“University researchers may have funds for editing in their department budgets,” write the authors of the academic editing chapter in Editing Canadian English, 3rd ed., Lenore Heitkamp and Christa Bedwin. “Often [they] will maintain relationships with favorite editors for decades. They will also pass along the names of favorite editors to their colleagues. This is a big market, and it is worth developing these client relationships.”
Repeat work is one of the better aspects of academic editing. Not only does the editor grow her client roster, but there’s enormous efficiency in working with the same journal style repeatedly.

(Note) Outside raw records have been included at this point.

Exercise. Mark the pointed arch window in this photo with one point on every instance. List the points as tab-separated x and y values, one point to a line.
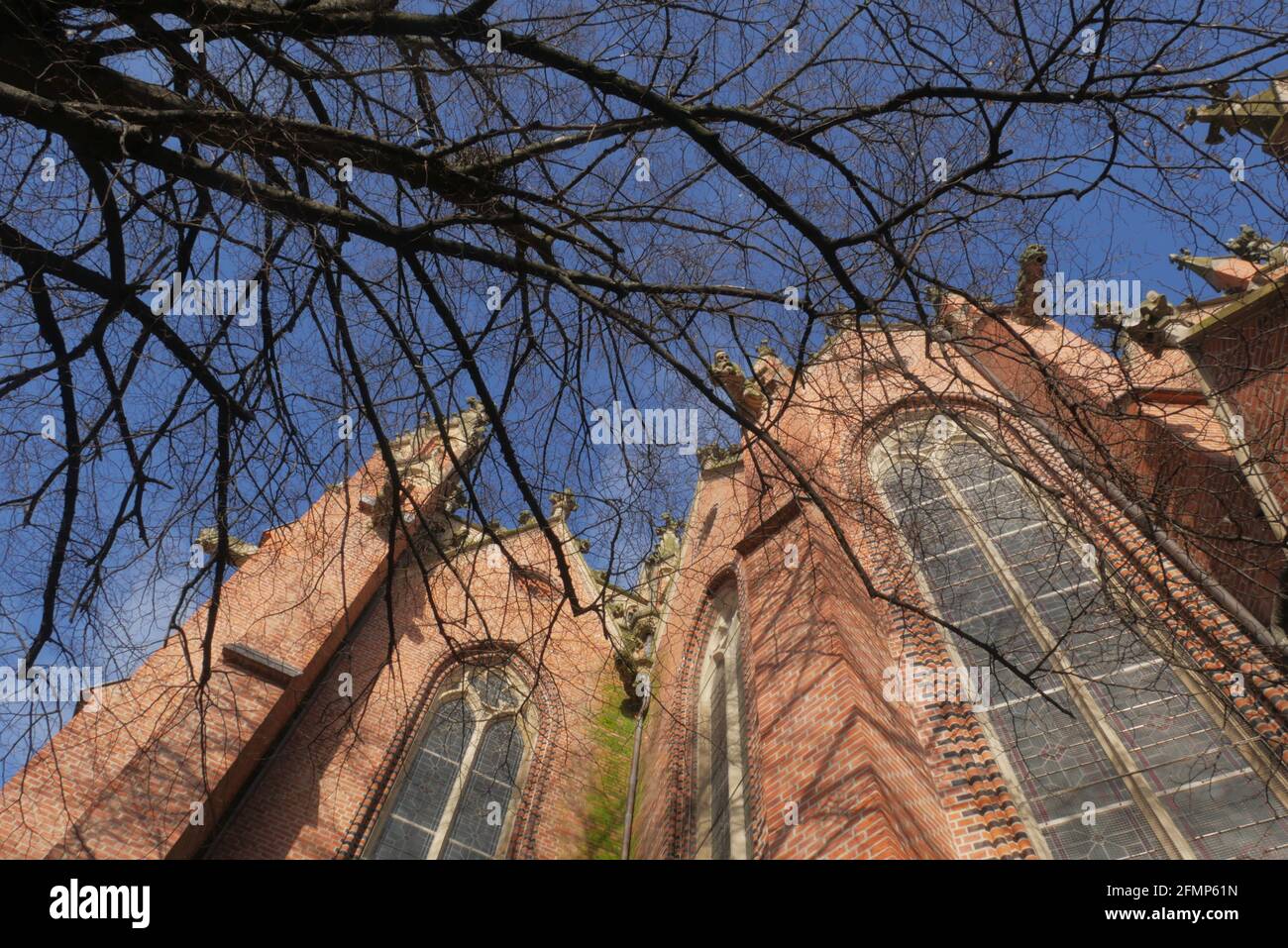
1149	766
455	797
722	820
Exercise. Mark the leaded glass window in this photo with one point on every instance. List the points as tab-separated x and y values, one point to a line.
456	793
1149	766
721	800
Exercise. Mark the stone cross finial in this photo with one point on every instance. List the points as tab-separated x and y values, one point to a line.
1031	266
562	504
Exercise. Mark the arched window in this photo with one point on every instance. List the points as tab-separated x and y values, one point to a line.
721	798
1147	766
456	794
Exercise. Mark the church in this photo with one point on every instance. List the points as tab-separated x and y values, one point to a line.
934	617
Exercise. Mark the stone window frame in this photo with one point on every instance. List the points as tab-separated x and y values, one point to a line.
909	441
721	649
459	685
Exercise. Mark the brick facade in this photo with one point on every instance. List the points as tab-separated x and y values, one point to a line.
283	763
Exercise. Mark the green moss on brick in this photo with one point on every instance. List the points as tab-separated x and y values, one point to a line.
605	806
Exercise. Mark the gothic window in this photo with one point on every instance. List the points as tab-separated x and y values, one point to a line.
722	822
1149	766
456	794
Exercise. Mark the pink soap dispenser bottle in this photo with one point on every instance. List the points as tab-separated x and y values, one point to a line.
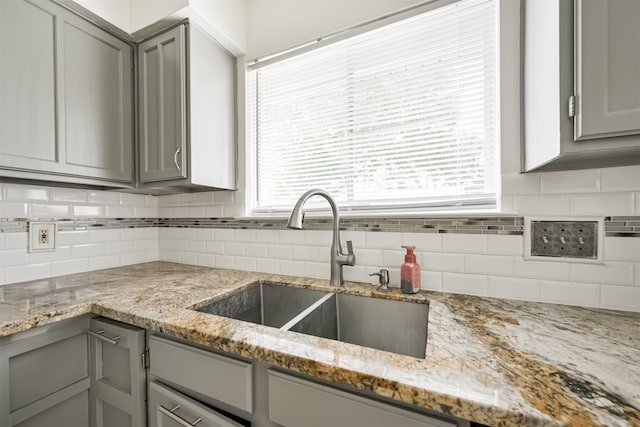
410	272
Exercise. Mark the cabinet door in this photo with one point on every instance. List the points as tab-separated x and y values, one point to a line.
44	376
607	68
97	97
297	402
162	111
28	37
117	393
168	408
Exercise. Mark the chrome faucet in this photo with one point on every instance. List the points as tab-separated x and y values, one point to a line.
338	259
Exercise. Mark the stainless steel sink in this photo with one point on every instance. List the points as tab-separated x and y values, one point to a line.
264	303
394	326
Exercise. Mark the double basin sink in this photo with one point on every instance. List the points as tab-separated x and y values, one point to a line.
389	325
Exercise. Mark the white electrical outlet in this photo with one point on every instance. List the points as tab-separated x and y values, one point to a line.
42	236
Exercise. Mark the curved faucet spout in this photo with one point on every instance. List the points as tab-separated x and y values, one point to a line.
338	259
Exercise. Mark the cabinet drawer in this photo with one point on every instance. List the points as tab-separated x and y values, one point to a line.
47	369
296	402
167	408
228	380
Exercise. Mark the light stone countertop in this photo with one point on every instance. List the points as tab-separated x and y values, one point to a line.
497	362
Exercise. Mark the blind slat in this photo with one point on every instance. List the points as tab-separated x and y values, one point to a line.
403	115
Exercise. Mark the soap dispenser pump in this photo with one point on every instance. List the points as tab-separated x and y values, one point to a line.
410	272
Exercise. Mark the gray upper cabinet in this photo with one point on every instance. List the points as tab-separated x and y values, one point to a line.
163	138
607	68
581	92
187	137
98	114
66	97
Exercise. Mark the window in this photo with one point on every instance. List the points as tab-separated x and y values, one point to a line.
400	117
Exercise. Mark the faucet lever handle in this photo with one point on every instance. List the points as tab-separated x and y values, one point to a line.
351	257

“Always, always follow up with clients to find out how things went after you finished their project. It’s a way of building your image in the client’s mind as someone who gives a damn about the person or company behind the manuscript. Yes, clients want great work from us, but if they realize that we care about outcomes too, they’ll fall all over themselves to work with us again. I do this with every single project, and because of it (and other marketing efforts), I haven’t lacked for work in years,” says Katharine O’Moore-Klopf, one of the most widely-known academic editors in the US.
Get Referrals, Too
Once you edit for an academic client, ask them for referrals. When you return the manuscript, or send a thank you for payment, say: “If you like my work, it would mean a lot to me if you would recommend me to colleagues who could use my services.”